Pouco depois tive que despedir-me dela para ir ter com a cozinha, mas antes disso pedi-lhe os contactos. Ela enviou-mos sem hesitar, mas avançou que me daria um toque quando então pudéssemos falar.
Eram quase 23:00 quando liguei-lhe e ela declarou que não esperava mais por isso. Refresquei-lhe a memória com a dica de que faço sempre as pessoas pensarem uma coisa e fazer totalmente o contrário. Ao telefone, Luanda e Lubango pareciam o mesmo sítio. Era como se tivéssemos marcado o nosso primeiro encontro num bar, ao som de Sara Tavares e Gabriel Tchiema. A rede não ajudou muito e a minha voz moribunda também não, porém nada disso matou-lhe a vontade de saber até que ponto sou fácil de lidar.
Como não poderia deixar de ser, apregoava-me dos meus defeitos, para que ela emtedesse que somos todos falhos, que a imperfeição não é um bicho de sete cabeças, algo com que tenhamos que nos preocupar tanto. Por quê? O perfeccionismo frustra mais do que um marido alcoólatra ou um professor iletrado. Estava mesmo a ser um belo telefonema. Ela disse que há semanas em que ficam dois ou três dias incomunicáveis por causa da rede, mas não tinha que se preocupar, disse eu, porque era o seu dia de sorte. O nosso dia de sorte, pois minutos mais tarde, era e cujo alento já estava mesmo a perder os travões.
- O que fazes? Perguntou-me.
- Falava comigo mesmo enquanto matava mosquitos.
- Além disso, mais nada? E já agora, ouço-te muito baixo. Falas sempre assim?
- Não sei. Aliás, não sei de quase nada nessa vida. Sou um completo inocente.

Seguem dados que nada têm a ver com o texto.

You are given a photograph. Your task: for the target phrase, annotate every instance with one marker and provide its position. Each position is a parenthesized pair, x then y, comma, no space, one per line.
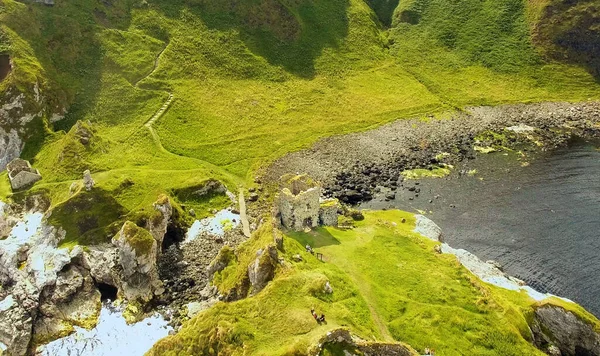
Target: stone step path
(160,112)
(243,216)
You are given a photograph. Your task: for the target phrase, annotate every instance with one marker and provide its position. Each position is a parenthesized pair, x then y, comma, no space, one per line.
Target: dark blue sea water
(540,221)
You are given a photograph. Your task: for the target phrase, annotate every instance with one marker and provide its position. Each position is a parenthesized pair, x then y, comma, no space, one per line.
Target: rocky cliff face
(556,328)
(41,288)
(137,259)
(22,111)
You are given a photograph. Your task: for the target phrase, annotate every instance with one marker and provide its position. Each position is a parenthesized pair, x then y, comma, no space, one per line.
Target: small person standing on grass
(314,314)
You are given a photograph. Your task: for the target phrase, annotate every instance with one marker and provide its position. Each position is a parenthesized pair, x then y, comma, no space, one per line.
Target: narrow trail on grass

Estava já eu a ser burro. O bom é que na perfeição para fazer-lhe sorrir. Quis saber se por acaso sou fácil de lidar. Ela, mesmo não querendo aceitar isso, tem muitas curiosidades sobre mim. Eu bem que estava disposto a responder-lhe tudo, só que me parecia que ela, assim como as mulheres são armadas em cautelosas, mostrava não ter mais nada a dizer. Passei-lhe algumas das minhas visões sobre a vida, facto que lhe fez dizer que tenho razão, quando ando ainda à procura da mesma e, já no limão, disse que precisava de acordar cedo e que algo que fizera na tarde do mesmo dia lhe matara que chega.
Tive que pedir que ela desligasse, pois eu, confesso, estava a receber um bom alimento para os ouvidos. A voz dela é comestível. Aguardo pela segunda ronda, quem sabe um telefonema ainda mais demorado, ansioso.